Ieri sono tornata a Roma che non è la mia casa ma un posto dove sto passando questo periodo della vita in modo molto felice. A Procida ci sono le mie radici, la mia casa bellissima nel silenzio di Ciraccio, i miei amici e amiche a cui voglio bene. In queste feste li ho incontrati, molti erano tornati per le vacanze: non viviamo stabilmente sull’isola.
Sull’isola è difficile costruire e rendersi utile se la tua etichetta sulla schiena recita altro. Non resta che fare la valigia e andare via, farti valere altrove e leggere l’atricolo sul giornale del paese dei probabili successi. Che tristezza: bisogna andare via per essere apprezzati come persone vere e non etichettate.
Le mie vacanze sono state serene, ho goduto molto della mia famiglia e sono andata in giro con la mia amica -in trasferta a Modena per lavoro- contente di vederci e non sentirci sempre tramite skipe, msn, facebook.

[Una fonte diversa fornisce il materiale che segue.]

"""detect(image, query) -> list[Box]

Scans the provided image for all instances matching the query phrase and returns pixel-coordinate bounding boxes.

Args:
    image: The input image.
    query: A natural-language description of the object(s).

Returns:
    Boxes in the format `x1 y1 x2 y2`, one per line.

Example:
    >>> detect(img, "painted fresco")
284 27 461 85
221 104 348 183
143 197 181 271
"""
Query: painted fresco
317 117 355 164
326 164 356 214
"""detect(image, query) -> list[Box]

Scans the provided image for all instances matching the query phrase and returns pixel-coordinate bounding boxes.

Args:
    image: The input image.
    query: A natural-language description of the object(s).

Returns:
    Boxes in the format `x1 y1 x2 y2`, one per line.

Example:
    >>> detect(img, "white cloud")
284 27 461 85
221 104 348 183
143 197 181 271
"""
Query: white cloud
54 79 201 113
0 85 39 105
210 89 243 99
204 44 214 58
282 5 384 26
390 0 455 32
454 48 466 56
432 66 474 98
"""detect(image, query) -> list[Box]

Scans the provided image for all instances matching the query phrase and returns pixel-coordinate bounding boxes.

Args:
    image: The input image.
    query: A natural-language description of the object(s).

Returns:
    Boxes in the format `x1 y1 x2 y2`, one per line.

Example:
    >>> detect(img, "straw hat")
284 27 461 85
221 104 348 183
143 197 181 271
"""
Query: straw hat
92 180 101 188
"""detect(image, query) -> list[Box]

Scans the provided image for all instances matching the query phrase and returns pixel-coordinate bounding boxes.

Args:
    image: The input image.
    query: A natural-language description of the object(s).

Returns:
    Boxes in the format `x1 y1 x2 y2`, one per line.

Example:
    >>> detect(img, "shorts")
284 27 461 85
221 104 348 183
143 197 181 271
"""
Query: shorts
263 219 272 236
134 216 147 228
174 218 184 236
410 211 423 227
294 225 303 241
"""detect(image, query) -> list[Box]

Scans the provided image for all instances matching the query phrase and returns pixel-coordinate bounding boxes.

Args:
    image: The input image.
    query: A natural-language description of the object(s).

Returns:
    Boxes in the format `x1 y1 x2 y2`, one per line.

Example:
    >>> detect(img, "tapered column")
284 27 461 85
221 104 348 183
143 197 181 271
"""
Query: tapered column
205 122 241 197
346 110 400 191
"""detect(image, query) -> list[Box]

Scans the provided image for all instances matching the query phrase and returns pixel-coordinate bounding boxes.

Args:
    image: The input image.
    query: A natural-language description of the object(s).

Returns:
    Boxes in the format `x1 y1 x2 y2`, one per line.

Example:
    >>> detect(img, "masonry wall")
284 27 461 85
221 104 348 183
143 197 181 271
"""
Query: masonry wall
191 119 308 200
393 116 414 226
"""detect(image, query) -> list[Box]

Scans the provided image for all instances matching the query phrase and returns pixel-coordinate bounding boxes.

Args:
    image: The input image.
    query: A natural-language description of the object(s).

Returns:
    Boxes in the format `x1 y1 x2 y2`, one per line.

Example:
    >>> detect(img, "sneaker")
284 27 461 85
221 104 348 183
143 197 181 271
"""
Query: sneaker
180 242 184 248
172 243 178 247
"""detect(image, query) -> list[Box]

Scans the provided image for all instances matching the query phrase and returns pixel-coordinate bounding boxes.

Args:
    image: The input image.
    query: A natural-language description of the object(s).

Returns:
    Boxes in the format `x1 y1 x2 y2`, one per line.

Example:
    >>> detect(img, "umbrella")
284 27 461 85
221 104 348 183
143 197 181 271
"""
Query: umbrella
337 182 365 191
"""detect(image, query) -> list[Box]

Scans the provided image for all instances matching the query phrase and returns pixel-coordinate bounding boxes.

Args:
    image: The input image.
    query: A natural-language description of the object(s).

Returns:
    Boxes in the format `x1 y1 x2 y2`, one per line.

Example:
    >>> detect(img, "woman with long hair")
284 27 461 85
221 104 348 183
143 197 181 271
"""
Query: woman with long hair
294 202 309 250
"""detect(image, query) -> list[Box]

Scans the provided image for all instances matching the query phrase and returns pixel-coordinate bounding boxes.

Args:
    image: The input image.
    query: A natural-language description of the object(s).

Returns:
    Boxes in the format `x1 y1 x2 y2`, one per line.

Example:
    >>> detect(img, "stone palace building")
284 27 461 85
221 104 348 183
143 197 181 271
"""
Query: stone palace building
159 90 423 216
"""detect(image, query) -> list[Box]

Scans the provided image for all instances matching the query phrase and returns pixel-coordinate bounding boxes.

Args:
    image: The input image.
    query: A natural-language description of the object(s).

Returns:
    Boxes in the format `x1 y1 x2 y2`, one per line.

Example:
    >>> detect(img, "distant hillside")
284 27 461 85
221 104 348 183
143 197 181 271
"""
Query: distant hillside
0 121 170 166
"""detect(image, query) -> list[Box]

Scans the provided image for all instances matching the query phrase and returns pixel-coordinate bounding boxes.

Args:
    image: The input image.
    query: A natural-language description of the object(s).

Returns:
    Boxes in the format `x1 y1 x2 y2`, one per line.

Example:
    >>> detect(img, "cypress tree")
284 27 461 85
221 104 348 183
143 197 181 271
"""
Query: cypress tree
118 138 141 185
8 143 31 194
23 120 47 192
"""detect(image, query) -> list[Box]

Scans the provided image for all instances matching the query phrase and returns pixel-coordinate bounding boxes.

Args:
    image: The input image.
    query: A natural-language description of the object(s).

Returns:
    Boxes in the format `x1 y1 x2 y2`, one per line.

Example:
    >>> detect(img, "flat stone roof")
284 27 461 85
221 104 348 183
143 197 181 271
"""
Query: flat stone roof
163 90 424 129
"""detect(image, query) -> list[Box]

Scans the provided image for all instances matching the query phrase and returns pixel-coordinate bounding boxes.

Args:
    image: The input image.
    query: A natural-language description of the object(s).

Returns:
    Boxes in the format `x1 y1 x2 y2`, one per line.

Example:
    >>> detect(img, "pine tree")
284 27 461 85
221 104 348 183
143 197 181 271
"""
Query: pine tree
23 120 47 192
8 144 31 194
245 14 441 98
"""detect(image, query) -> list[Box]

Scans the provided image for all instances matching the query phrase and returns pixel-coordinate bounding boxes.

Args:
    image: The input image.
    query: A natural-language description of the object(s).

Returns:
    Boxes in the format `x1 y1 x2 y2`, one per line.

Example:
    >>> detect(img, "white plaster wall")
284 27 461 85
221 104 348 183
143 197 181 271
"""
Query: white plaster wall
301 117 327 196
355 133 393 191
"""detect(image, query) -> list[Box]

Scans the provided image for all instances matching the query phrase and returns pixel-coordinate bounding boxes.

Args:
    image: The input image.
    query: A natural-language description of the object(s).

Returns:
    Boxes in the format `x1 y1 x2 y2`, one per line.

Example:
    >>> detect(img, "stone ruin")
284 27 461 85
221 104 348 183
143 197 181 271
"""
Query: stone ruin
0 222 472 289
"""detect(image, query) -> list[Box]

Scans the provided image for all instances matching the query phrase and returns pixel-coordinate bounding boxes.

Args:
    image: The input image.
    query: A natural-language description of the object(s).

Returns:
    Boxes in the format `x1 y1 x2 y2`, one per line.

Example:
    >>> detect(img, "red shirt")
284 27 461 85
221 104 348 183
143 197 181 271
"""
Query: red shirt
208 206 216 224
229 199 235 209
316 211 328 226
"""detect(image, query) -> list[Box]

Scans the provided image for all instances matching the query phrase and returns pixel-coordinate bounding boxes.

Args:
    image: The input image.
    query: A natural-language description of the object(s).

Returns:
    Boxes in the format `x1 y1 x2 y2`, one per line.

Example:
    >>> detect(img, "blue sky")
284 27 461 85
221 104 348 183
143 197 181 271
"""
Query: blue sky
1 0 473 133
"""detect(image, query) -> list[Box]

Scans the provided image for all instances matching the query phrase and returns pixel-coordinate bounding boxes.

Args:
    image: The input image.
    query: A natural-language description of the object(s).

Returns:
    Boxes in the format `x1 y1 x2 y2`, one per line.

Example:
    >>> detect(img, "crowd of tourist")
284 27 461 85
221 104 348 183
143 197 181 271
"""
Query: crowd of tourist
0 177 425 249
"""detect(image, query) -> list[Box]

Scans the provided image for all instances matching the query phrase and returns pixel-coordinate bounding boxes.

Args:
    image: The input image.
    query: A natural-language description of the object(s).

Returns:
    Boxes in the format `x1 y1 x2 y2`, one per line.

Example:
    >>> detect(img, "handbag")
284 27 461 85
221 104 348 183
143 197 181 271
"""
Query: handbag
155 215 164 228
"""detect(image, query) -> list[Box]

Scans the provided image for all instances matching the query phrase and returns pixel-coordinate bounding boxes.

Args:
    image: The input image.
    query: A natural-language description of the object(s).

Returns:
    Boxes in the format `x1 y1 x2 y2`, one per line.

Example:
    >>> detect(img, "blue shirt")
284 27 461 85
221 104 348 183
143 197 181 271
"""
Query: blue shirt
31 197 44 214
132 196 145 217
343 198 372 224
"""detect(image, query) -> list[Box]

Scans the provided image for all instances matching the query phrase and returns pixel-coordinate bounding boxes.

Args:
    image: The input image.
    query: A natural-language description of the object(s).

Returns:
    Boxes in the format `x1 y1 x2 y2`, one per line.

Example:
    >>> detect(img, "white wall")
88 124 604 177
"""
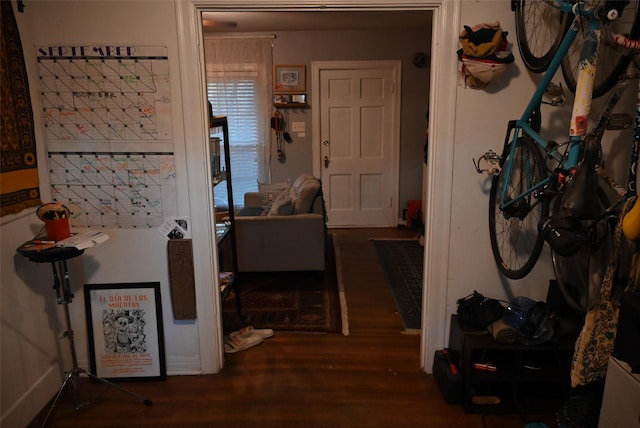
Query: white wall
3 1 636 426
1 2 206 426
446 0 637 334
448 1 554 319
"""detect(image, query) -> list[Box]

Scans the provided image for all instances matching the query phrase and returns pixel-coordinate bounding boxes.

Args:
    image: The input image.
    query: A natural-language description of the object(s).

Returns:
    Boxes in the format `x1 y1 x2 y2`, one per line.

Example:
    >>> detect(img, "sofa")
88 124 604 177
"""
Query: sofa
234 174 327 272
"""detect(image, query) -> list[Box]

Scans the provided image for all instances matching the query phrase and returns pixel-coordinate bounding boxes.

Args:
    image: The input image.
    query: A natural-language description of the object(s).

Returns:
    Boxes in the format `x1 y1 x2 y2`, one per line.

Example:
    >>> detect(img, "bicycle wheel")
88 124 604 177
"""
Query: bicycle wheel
551 184 613 313
515 0 571 73
561 1 640 98
489 137 550 279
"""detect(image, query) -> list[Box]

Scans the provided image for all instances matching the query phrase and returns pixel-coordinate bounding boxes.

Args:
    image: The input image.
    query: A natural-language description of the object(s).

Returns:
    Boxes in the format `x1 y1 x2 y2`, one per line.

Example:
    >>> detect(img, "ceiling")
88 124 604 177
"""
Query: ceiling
201 11 433 34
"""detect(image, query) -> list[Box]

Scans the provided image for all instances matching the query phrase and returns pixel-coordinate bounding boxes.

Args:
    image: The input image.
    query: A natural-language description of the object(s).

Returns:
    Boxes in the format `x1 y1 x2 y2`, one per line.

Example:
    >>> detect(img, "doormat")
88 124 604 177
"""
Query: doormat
371 238 423 331
222 234 349 335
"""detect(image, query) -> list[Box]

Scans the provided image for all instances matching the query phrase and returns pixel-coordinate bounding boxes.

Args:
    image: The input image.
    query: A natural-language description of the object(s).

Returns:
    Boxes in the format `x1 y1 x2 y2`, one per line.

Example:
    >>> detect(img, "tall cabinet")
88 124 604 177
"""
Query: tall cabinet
210 116 239 311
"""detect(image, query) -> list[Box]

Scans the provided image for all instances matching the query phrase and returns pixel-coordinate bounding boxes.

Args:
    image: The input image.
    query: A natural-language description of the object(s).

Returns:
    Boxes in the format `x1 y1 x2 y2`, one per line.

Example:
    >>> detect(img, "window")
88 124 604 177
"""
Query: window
207 73 262 209
204 37 272 210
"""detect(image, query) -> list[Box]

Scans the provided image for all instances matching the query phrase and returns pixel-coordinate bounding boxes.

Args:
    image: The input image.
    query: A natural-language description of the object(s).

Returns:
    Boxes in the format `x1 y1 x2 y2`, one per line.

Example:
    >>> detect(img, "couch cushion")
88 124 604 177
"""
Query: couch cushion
293 176 321 214
258 180 289 211
238 207 265 217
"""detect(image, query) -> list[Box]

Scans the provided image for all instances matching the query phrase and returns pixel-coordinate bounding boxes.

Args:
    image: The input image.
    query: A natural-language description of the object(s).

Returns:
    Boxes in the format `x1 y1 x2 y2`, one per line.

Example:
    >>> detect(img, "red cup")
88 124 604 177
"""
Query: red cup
45 218 71 241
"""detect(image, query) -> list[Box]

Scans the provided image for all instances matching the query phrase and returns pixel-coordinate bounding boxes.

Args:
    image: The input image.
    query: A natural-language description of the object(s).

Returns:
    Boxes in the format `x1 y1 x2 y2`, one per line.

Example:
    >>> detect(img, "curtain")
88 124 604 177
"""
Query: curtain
1 0 41 216
204 37 272 207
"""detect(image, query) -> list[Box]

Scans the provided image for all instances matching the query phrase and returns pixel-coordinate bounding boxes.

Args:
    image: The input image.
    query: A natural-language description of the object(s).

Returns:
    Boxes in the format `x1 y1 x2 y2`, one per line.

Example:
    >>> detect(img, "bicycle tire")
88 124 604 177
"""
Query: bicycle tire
561 1 640 98
515 0 571 73
551 183 613 313
489 137 550 279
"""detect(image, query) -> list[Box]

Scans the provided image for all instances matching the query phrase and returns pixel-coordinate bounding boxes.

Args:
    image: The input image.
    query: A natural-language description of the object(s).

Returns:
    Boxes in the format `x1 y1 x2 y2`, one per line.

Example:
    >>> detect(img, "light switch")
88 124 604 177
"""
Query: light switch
291 121 305 132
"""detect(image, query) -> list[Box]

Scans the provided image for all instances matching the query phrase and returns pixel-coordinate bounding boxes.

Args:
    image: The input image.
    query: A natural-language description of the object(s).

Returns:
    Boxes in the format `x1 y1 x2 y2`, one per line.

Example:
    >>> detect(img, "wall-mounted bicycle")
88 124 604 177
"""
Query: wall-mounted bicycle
474 0 639 312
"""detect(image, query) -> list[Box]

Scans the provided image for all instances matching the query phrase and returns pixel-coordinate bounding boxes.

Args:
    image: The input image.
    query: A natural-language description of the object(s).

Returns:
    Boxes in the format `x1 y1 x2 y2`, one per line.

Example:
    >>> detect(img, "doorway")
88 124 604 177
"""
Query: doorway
175 1 459 374
312 60 401 228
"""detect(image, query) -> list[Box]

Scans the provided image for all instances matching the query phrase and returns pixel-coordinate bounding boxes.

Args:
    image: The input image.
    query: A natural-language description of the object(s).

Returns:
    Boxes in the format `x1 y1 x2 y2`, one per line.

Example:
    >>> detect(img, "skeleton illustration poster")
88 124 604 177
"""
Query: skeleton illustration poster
85 282 166 381
103 308 148 354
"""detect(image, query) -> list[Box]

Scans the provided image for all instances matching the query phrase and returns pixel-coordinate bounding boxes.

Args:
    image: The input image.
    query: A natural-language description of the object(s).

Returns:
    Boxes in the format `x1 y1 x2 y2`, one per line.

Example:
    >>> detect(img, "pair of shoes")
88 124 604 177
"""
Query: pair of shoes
229 325 274 339
224 334 263 354
224 326 274 354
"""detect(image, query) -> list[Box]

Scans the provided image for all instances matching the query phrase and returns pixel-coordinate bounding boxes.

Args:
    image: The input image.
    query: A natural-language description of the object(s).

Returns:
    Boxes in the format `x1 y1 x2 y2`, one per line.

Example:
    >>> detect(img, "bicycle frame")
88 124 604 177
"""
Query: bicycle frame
592 65 639 200
483 0 638 286
499 1 602 212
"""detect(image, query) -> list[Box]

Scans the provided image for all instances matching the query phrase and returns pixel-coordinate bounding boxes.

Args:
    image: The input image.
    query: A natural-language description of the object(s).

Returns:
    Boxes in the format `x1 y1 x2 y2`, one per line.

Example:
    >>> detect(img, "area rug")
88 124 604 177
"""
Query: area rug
222 234 349 335
371 238 423 331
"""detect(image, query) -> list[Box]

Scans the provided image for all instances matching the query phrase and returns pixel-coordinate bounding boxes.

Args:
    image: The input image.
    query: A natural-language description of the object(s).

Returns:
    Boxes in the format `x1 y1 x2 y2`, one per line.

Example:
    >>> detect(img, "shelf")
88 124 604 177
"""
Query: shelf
209 116 241 315
212 171 227 186
448 314 574 415
210 116 229 129
464 381 565 414
219 271 233 294
273 103 309 108
215 222 231 244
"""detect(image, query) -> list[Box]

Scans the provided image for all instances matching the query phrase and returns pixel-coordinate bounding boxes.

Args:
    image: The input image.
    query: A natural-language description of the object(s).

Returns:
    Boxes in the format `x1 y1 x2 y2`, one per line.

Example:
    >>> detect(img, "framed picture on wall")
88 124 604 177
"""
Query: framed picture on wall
274 64 306 92
84 282 166 382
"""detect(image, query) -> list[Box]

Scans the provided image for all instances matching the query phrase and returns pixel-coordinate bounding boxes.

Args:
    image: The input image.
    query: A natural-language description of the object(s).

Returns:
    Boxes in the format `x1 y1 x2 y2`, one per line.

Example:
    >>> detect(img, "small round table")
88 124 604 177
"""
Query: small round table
17 243 152 427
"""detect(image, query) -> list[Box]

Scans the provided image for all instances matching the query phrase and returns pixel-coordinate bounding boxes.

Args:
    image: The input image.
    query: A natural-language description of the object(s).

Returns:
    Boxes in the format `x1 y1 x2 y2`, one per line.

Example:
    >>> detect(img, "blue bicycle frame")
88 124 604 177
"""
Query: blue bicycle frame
500 1 601 212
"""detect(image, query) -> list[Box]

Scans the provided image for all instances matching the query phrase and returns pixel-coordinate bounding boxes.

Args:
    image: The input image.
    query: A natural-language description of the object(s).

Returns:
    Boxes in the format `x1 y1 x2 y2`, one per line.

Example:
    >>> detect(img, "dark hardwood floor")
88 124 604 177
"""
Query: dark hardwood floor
30 228 555 428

La mia isola non cambia nel tempo: la popolazione si lamenta sempre, non muove un dito per migliorare la situazione, chi muove un dito non è aiutato da nessuno ma criticato e zero coscienza civile. Tanti abitanti isole su un’isola. Ascolto le chiacchiere e le beghe di chi dovrebbe andare sul comune a marzo -ci sono le elezioni- e le parole non sono cambiate da quando ho votato per la prima volta.
A Roma piove e leggo che una ragazza procidana andrà a Sanremo, le beghe politiche aumentano, la popolazione sempre più divisa. Il cemento che vedo intorno a me non è nulla rispetto agli alberi del mio giardino che si piegavano al vento e il mare che faceva risacca sulla banchina del molo.
Ho viaggiato tanto per tornare sempre a casa, diceva Gandhi.